Chirurgie Aarau, Aarau, Switzerland.
BJS Open. 2021 Mar 5;5(2). doi: 10.1093/bjsopen/zraa027.
Antimicrobial prophylaxis (AMP) adjustment according to bodyweight to prevent surgical-site infections (SSI) is controversial. The impact of weight-adjusted AMP dosing on SSI rates was investigated here.
Results from a first study of patients undergoing visceral, vascular or trauma operations, and receiving standard AMP, enabled retrospective evaluation of the impact of bodyweight and BMI on SSI rates, and identification of patients eligible for weight-adjusted AMP. In a subsequent observational prospective study, patients weighing at least 80 kg were assigned to receive double-dose AMP. Risk factors for SSI, including ASA classification, duration and type of surgery, wound class, diabetes, weight in kilograms, BMI, age, and AMP dose, were evaluated in multivariable analysis.

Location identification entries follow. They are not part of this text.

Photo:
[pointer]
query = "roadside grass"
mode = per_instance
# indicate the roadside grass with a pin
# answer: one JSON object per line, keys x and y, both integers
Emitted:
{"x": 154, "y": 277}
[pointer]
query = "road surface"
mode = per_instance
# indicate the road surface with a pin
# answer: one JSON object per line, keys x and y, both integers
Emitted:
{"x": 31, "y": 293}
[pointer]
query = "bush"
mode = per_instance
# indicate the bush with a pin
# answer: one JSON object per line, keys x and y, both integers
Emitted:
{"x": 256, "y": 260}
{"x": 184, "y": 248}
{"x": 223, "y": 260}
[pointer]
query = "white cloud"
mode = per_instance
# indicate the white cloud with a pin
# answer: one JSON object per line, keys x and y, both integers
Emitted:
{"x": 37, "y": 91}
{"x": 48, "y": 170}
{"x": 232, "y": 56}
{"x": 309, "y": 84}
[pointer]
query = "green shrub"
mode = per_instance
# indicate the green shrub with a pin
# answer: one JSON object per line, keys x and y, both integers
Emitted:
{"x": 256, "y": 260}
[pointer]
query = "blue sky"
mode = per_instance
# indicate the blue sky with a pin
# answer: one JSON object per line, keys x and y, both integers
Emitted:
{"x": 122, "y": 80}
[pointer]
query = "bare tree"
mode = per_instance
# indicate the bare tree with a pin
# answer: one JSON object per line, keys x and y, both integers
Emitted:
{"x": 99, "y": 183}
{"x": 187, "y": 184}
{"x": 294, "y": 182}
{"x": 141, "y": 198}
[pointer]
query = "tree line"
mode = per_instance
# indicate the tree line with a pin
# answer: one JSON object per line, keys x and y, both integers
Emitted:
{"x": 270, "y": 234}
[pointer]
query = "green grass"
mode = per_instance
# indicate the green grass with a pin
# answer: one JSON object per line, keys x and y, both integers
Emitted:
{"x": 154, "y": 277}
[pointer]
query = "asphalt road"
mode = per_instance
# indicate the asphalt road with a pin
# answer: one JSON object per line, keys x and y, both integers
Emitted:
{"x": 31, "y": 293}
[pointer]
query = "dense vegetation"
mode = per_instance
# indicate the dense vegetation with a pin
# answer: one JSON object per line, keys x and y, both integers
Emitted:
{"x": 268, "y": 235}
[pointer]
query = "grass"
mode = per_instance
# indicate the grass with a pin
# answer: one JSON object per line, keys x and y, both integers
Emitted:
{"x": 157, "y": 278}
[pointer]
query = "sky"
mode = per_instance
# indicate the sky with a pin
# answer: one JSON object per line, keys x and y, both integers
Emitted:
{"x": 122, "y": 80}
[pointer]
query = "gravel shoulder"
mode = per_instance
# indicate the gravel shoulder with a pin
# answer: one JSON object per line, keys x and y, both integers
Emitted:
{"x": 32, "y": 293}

In the first study (3508 patients), bodyweight and BMI significantly correlated with higher rates of all SSI subclasses (both P < 0.001). An 80-kg cut-off identified patients receiving single-dose AMP who were at higher risk of SSI. In the prospective study (2161 patients), 546 patients weighing 80 kg or more who received only single-dose AMP had higher rates of all SSI types than a group of 1615 who received double-dose AMP (odds ratio (OR) 4.40, 95 per cent c.i. 3.18 to 6.23; P < 0.001). In multivariable analysis including 5021 patients from both cohorts, bodyweight (OR 1.01, 1.00 to 1.02; P = 0.008), BMI (OR 1.01, 1.00 to 1.02; P = 0.007) and double-dose AMP (OR 0.33, 0.23 to 0.46; P < 0.001) among other variables were independently associated with SSI rates.
Double-dose AMP decreases SSI rates in patients weighing 80 kg or more.
根据体重调整抗菌预防(AMP)以预防手术部位感染(SSI)存在争议。本研究旨在探讨体重调整 AMP 剂量对 SSI 发生率的影响。
对接受标准 AMP 的内脏、血管或创伤手术患者的第一项研究结果进行回顾性评估,以评估体重和 BMI 对 SSI 发生率的影响,并确定符合体重调整 AMP 条件的患者。在随后的观察性前瞻性研究中,体重至少 80 公斤的患者被分配接受双倍剂量 AMP。多变量分析评估了 SSI 的危险因素,包括 ASA 分类、手术持续时间和类型、伤口分级、糖尿病、体重(公斤)、BMI、年龄和 AMP 剂量。
在第一项研究(3508 例患者)中,体重和 BMI 与所有 SSI 亚类的发生率显著相关(均 P<0.001)。80 公斤的截断值确定了接受单剂量 AMP 的患者发生 SSI 的风险更高。在前瞻性研究(2161 例患者)中,546 例体重 80 公斤或以上仅接受单剂量 AMP 的患者发生所有 SSI 类型的比例高于 1615 例接受双倍剂量 AMP 的患者(比值比 4.40,95%置信区间 3.18 至 6.23;P<0.001)。在包括两个队列的 5021 例患者的多变量分析中,体重(比值比 1.01,1.00 至 1.02;P=0.008)、BMI(比值比 1.01,1.00 至 1.02;P=0.007)和双倍剂量 AMP(比值比 0.33,0.23 至 0.46;P<0.001)与其他变量一起与 SSI 发生率独立相关。
体重 80 公斤或以上的患者接受双倍剂量 AMP 可降低 SSI 发生率。